The stars reportedly received scripts for movies or TV dramas three to six months before each of them were discharged. Hyun Bin is said to have received dozens of movie and drama offers, and rumors are circulating that he has already signed five to six advertising deals, with more under discussion.
"Hyun Bin has very short hair now, so he needs some time to let it grow out," his agency said. "He is likely to appear in a drama or film in the latter half of next year at the earliest. For now, he'll just start off by holding an event to meet Asian fans prior to his drama 'Secret Garden' being aired in Japan early next year."
Kang Dong-won completed his military service in November and chose "Nameless Gangster" director Yoon Jong-bin's new film as his comeback project. The movie, which still lacks an official title, revolves around a gang of bandits in the Chosun Dynasty and is due to begin shooting early next year.
Kang's agency said he has decided to appear in two movies and is discussing other projects. "Given that a movie takes about a year from shooting to release, his schedule for the next two years is set," it said.
Zo In-sung, who has only appeared in TV commercials since he was released from his military duty in May last year, will return to TV screens with a drama that is scheduled to air in February.
Industry insiders say that actors generally get paid less after they return from the army, but the three heartthrobs are expected to command their previous fees or even higher.
They are known to get W500 million (US$1=W1,075) per film, W80 million per episode of a TV drama and W800 million for a bundle of two TV commercials on a one-year contract.
"As far as I know, Zo is getting W100 million per episode for his new drama, which is W20 million more than before," a drama production CEO said. Meanwhile, a staffer at advertising agency Cheil Worldwide said the three are being offered W50 million to W100 million more than before they entered the army for some TV commercials.
But it remains to be seen whether they will be as competitive as they were in their heydays as they have left show business for two years and are now in their 30s.
"I think their star power has waned while they were in the military. These days, Kim Soo-hyun, Song Joong-ki, Yu A-in and Park Yu-chun are rising stars, and people regard the quality of a film or drama as more important than a star's popularity," a production CEO pointed out.

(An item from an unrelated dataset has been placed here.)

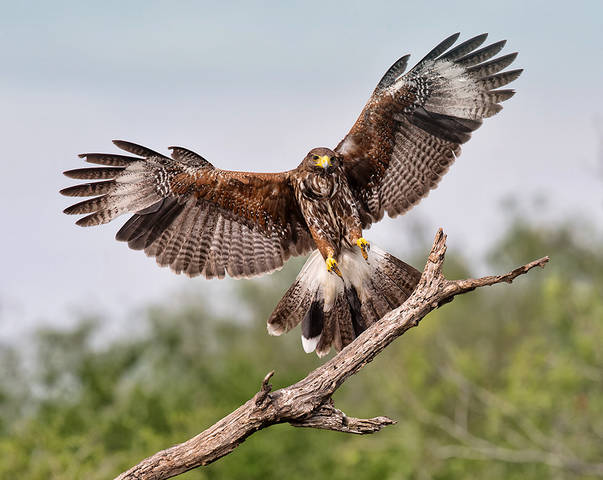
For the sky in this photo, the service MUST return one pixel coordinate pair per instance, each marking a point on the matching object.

However, Oh Se-kang, deputy director of SBS' drama department, said, "As TV commercials in which they appeared were aired for more than a year, even after they joined the army, viewers haven't lost touch with them. There are not many A-list actors in their early 30s, so they're still very valuable."
Popular culture critic Jeong Duk-hyun said, "Returning from military service can give actors a good chance to change their personas and take on different roles."